Another area ripe for attack is the difference between the life care plan and actual experience. Life Care Planners will usually begin the life care plan from a date soon after the Life Care Planner is retained. As is the nature of litigation, time may pass between when the life care plan begins and when the Life Care Planner testifies. Showing that the amounts recommended by the Life Care Planner differ greatly from the amounts actually incurred by the injured party is powerful evidence.
Next, in most jurisdictions, the amount of compensatory damages, including future medical expenses, must be reasonable. This can usually be measured by the usual and customary amount charged for the same procedure by similar providers in the same geographic area. Oftentimes, the Life Care Planner will not attempt to determine the usual and customary costs of “recommended” treatment. Instead the Life Care Planner will call various providers to determine how much the provider charges. This often leads to vastly inflated numbers.

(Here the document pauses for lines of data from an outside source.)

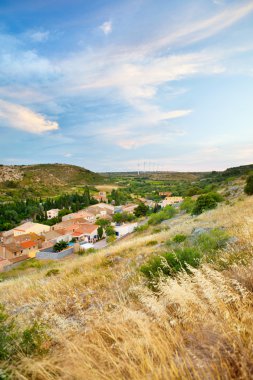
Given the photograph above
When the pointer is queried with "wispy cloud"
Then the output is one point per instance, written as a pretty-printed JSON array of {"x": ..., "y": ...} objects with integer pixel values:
[
  {"x": 39, "y": 36},
  {"x": 106, "y": 27},
  {"x": 19, "y": 117}
]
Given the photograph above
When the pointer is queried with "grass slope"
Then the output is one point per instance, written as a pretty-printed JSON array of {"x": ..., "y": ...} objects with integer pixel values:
[
  {"x": 44, "y": 179},
  {"x": 105, "y": 323}
]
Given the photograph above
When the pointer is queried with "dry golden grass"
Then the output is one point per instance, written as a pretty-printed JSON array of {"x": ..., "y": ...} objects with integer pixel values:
[{"x": 106, "y": 324}]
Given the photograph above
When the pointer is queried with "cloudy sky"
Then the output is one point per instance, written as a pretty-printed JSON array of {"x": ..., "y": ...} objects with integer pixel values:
[{"x": 109, "y": 84}]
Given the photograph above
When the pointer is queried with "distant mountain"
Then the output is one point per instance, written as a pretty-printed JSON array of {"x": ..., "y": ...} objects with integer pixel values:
[
  {"x": 237, "y": 171},
  {"x": 44, "y": 179}
]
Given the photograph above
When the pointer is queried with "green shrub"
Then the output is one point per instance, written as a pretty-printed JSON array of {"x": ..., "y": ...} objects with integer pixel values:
[
  {"x": 52, "y": 272},
  {"x": 179, "y": 238},
  {"x": 212, "y": 241},
  {"x": 32, "y": 339},
  {"x": 141, "y": 210},
  {"x": 167, "y": 213},
  {"x": 170, "y": 263},
  {"x": 152, "y": 243},
  {"x": 248, "y": 189},
  {"x": 187, "y": 205},
  {"x": 205, "y": 202},
  {"x": 13, "y": 340}
]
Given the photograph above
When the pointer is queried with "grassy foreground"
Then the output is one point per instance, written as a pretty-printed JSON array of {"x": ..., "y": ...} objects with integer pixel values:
[{"x": 104, "y": 322}]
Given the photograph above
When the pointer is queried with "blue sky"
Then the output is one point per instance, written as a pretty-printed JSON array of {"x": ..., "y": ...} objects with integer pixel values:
[{"x": 109, "y": 84}]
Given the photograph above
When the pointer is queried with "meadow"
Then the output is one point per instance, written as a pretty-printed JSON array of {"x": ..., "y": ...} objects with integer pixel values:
[{"x": 102, "y": 320}]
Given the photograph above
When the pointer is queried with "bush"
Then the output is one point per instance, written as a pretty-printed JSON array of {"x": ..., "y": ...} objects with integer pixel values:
[
  {"x": 167, "y": 213},
  {"x": 141, "y": 228},
  {"x": 206, "y": 202},
  {"x": 187, "y": 205},
  {"x": 212, "y": 241},
  {"x": 248, "y": 189},
  {"x": 169, "y": 264},
  {"x": 179, "y": 238},
  {"x": 111, "y": 238},
  {"x": 110, "y": 231},
  {"x": 13, "y": 340},
  {"x": 152, "y": 243},
  {"x": 141, "y": 210},
  {"x": 60, "y": 246},
  {"x": 52, "y": 272}
]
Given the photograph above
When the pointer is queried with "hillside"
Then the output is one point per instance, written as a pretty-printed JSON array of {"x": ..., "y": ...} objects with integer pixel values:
[
  {"x": 158, "y": 175},
  {"x": 100, "y": 318},
  {"x": 44, "y": 179}
]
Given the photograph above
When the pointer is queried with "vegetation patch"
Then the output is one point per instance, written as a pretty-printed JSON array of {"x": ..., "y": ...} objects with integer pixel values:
[
  {"x": 167, "y": 213},
  {"x": 14, "y": 341},
  {"x": 52, "y": 272},
  {"x": 179, "y": 238},
  {"x": 152, "y": 243},
  {"x": 169, "y": 264}
]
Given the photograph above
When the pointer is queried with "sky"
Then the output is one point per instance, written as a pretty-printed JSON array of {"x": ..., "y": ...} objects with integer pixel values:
[{"x": 124, "y": 85}]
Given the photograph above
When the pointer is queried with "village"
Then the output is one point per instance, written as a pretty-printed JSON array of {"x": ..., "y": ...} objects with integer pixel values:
[{"x": 91, "y": 228}]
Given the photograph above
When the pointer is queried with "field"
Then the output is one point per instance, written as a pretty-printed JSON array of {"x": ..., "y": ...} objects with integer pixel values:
[{"x": 103, "y": 321}]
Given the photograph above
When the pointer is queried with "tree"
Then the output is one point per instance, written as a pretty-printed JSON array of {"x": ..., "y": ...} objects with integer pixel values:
[
  {"x": 249, "y": 185},
  {"x": 141, "y": 210},
  {"x": 187, "y": 205},
  {"x": 58, "y": 247}
]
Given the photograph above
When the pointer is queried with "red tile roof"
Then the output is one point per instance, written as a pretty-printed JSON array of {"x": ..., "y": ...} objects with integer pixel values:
[
  {"x": 28, "y": 244},
  {"x": 19, "y": 258}
]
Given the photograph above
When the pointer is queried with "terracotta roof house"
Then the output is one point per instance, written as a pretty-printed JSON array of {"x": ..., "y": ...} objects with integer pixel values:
[
  {"x": 165, "y": 193},
  {"x": 80, "y": 214},
  {"x": 52, "y": 237},
  {"x": 69, "y": 222},
  {"x": 53, "y": 213},
  {"x": 88, "y": 233},
  {"x": 129, "y": 208},
  {"x": 28, "y": 227},
  {"x": 12, "y": 250},
  {"x": 101, "y": 197},
  {"x": 100, "y": 210},
  {"x": 169, "y": 201},
  {"x": 83, "y": 232}
]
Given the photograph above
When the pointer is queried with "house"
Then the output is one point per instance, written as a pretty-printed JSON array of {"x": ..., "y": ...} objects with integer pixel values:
[
  {"x": 125, "y": 229},
  {"x": 101, "y": 210},
  {"x": 84, "y": 232},
  {"x": 101, "y": 197},
  {"x": 6, "y": 237},
  {"x": 170, "y": 201},
  {"x": 129, "y": 208},
  {"x": 52, "y": 213},
  {"x": 67, "y": 223},
  {"x": 165, "y": 193},
  {"x": 13, "y": 250},
  {"x": 52, "y": 237},
  {"x": 29, "y": 237},
  {"x": 80, "y": 214},
  {"x": 28, "y": 227}
]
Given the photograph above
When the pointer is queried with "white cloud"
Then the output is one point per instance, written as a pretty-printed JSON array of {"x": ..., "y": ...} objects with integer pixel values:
[
  {"x": 39, "y": 36},
  {"x": 19, "y": 117},
  {"x": 106, "y": 27}
]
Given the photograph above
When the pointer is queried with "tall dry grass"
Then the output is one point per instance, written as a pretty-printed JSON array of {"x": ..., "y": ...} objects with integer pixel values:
[{"x": 105, "y": 323}]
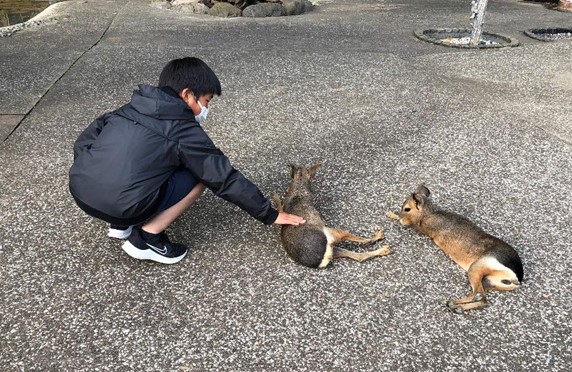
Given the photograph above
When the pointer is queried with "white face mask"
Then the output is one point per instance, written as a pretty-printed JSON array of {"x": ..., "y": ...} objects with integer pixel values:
[{"x": 200, "y": 118}]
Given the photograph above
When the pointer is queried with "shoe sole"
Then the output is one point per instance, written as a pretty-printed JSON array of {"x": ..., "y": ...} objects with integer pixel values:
[
  {"x": 120, "y": 234},
  {"x": 149, "y": 255}
]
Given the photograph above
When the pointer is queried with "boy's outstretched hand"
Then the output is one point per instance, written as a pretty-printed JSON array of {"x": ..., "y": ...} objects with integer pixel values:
[{"x": 288, "y": 219}]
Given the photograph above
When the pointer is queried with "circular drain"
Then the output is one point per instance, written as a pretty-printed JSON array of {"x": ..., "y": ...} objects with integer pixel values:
[
  {"x": 549, "y": 34},
  {"x": 459, "y": 38}
]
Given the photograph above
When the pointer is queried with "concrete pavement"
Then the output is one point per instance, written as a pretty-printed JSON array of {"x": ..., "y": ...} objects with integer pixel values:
[{"x": 488, "y": 131}]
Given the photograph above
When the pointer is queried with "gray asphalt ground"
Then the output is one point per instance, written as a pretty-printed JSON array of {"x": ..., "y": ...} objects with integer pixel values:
[{"x": 488, "y": 131}]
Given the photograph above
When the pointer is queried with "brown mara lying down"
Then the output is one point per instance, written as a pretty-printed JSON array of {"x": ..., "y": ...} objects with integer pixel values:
[
  {"x": 491, "y": 264},
  {"x": 312, "y": 243}
]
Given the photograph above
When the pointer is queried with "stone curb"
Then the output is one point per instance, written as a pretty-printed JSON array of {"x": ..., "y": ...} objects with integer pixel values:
[{"x": 422, "y": 35}]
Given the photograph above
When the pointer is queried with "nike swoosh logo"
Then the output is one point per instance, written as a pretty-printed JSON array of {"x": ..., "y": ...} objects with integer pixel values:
[{"x": 162, "y": 251}]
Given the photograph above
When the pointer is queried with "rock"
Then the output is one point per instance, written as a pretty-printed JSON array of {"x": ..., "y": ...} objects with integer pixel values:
[
  {"x": 196, "y": 8},
  {"x": 184, "y": 2},
  {"x": 295, "y": 7},
  {"x": 264, "y": 10},
  {"x": 224, "y": 10}
]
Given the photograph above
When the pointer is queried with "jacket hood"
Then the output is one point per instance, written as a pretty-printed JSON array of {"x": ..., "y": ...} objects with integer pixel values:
[{"x": 154, "y": 102}]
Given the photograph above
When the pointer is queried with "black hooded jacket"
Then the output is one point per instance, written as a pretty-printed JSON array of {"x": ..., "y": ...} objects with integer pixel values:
[{"x": 124, "y": 157}]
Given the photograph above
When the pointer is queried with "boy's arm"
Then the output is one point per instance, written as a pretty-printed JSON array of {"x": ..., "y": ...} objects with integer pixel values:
[
  {"x": 88, "y": 136},
  {"x": 214, "y": 170}
]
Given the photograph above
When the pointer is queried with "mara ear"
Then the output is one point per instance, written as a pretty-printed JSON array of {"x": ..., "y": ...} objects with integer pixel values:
[
  {"x": 311, "y": 171},
  {"x": 293, "y": 170},
  {"x": 422, "y": 191},
  {"x": 420, "y": 195}
]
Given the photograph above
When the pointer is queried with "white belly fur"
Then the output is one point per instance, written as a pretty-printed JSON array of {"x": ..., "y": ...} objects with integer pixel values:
[{"x": 329, "y": 249}]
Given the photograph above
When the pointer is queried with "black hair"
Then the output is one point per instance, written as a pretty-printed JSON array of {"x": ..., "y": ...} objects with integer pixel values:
[{"x": 192, "y": 73}]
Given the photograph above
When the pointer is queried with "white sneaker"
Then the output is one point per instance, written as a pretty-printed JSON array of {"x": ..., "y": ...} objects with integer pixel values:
[{"x": 119, "y": 232}]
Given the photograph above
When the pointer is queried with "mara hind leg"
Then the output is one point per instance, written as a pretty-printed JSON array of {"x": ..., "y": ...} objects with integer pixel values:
[
  {"x": 477, "y": 298},
  {"x": 279, "y": 203},
  {"x": 341, "y": 235},
  {"x": 360, "y": 256}
]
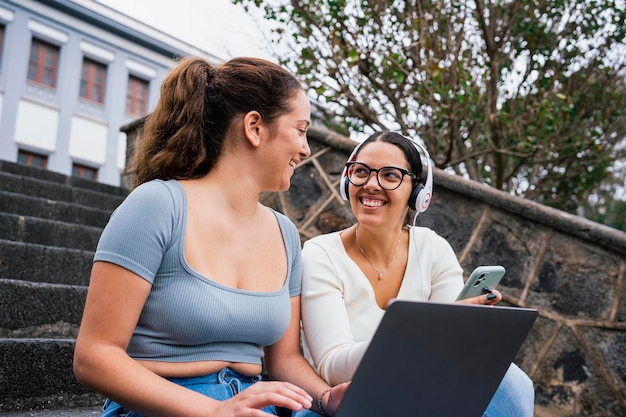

Finally, there are two specific cost areas that should be addressed due to their regular occurrence and typically high costs: 1) home health care and 2) what we will term as “lifestyle costs.” Sometimes, just the cost of in-home health care can be millions of dollars. The life care plan may ignore the availability of free caretakers, such as public schools and family. The life care plan may also call for nearly around the clock in home care from a nurse or other medical professional. Rarely will the life-care plan include cheaper options such as residential nursing facilities. As is generally the case throughout life care plans, only the most expensive option is presented. There is significant academic publication that in-home health care is in most instances NOT appropriate from a medical/economic perspective and should not be included in a life-care plan1).
Finally, most life care plans will include many non-medical costs, such as housing, automobiles, gym memberships, and even lawn care. These non-medical costs can also be considerable parts of the life care plan, and are ripe areas to demonstrate to the jury the absurdity of the life-care plan as a whole. Injured persons should only be put back into the same position they were in had they not been injured. Yet many life care plans actually call for things that better than what the injured party had prior to the injury – houses where the injured person previously lived in an apartment; new cars where the injured person previously took public transportation; or services that they previously had to do themselves.
A strong defense requires attacking the life care plan head on. Understanding the history of life care planners, the goal of Life Care Planners, and the inherent weaknesses in the typical life care plan is the first step.